Branco schlägt das nächste Blatt um und tippt mit dem Zeigestock auf ein paar Zahlen. Varg muss ein Gähnen unterdrücken, und Lo feilt sich einen eingerissenen Fingernagel am Hosenbein glatt.

Sämtliche schwedischen Energieerzeuger zusammengenommen produzieren 166 Terawatt, davon 70 durch Wasserkraft, 51 durch Atomkraft, 15 durch Kraft-Wärme-Kopplung, 1 durch Fotovoltaik sowie 27 durch Windkraft und ein paar andere Kleinquellen.

Die neue Industrie – die sogenannte grüne – bräuchte rund 55 Terawatt darüber hinaus. Die Frage ist nur: Wo sollen die herkommen?

Kernkraft wäre wie ein Fluch in der Kirche, die können wir streichen.

Wasserkraft ist voll ausgeschöpft, können wir auch streichen.
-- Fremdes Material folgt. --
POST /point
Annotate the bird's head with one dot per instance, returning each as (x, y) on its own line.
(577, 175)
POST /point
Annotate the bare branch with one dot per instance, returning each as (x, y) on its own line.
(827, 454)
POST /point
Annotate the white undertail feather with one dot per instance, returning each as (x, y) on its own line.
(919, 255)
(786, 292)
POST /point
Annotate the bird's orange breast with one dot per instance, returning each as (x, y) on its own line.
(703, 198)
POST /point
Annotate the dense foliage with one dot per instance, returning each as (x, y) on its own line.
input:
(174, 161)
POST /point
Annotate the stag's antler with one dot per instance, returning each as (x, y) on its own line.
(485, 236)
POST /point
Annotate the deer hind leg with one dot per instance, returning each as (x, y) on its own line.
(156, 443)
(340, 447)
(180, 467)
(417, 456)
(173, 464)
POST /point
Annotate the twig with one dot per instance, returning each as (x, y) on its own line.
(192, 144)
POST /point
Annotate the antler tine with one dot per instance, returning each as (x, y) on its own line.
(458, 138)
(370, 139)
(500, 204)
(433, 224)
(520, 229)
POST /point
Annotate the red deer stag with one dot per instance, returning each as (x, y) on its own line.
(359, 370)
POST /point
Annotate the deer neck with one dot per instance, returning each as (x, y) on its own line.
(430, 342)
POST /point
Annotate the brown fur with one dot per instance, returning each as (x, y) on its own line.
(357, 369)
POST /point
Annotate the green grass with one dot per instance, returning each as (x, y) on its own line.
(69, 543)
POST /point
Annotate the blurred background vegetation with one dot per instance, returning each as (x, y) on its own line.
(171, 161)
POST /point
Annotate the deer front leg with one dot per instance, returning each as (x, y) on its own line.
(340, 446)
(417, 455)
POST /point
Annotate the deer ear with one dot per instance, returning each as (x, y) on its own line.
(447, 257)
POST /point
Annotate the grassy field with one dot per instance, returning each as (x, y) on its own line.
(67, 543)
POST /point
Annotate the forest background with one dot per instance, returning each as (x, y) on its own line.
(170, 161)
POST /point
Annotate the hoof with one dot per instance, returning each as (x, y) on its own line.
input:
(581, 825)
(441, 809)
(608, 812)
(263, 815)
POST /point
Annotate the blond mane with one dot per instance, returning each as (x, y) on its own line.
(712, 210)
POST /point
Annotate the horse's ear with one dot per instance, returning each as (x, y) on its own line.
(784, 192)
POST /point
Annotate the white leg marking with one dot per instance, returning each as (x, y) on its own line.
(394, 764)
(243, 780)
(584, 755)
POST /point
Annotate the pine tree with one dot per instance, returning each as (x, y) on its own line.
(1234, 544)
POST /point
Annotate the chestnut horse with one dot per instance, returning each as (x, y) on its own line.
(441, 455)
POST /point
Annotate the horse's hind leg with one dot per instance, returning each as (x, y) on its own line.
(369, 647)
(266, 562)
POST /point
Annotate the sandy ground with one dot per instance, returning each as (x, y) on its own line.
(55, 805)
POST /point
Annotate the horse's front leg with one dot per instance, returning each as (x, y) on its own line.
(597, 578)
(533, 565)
Solarenergie in einem Land, das … Können wir streichen.

Bleibt die Windkraft. Denn Wind gibt es. Manchmal jedenfalls.

Er kehrt zum Hauptproblem zurück. »Die Großindustrie, die die ganze Welt mit Batterien und Baustahl beliefern soll, benötigt also zusätzliche 55 Terawatt Windkraft – ungefähr doppelt so viel, wie derzeit insgesamt in Schweden produziert wird.«

»Entschuldigung«, sagt Järv, »aber wo kommen wir da ins Spiel? Wenn das mit der Windkraft am Ende nicht aufgeht, warum sollten wir dann darauf setzen?«

»Darauf wollte ich gerade zu sprechen kommen«, sagt Branco. »Wenn kein Wind weht, wird kein Strom produziert, ganz egal, wie viele Windparks gebaut werden. Und wenn Wind weht, muss der Strom direkt eingespeist werden, weil wir ihn nicht speichern können.« Er legt eine kleine Kunstpause ein. »Mit Wasserstoff hingegen ginge das: Wenn es also gerade am heftigsten stürmt, könnten wir mittels Windstrom Wasserstoff erzeugen und einlagern – und zwar hier, in unseren Kavernen. «

»Wasserstoff ist eins der am leichtesten entzündlichen Gase der Welt«, wendet Lo ein. »Ich nehme an, das Risiko hast du einkalkuliert.«

Branco schlägt das nächste Blatt auf und schreibt: Risikobewertung – Fragezeichen.

»Bis ins Detail kann die Risiken niemand berechnen, weil es nirgends auf der Welt so große Speicher gibt. Aber einer muss schließlich der Erste sein. Das Verfahren an sich ist nicht neu, wir wollen es nur um ein paar Hunderttausend Kubikmeter hochschrauben.«

»Wenn das schiefgeht, fliegt ganz Norrbotten in die Luft«, sagt Lo.

»Sterben kann man auf zig Arten«, entgegnet Branco. »In kleine Stücke gerissen zu werden ist doch wohl nicht die schlimmste.«

Das Gelände, die unterirdischen Bauten, die Lage, die Zeiten, in denen wir leben, Energiekrisen, steigende Strompreise – genau hier hat Branco die Chance gesehen, sein Geld zu waschen und dafür auch noch den Dank der Gesellschaft zu ernten.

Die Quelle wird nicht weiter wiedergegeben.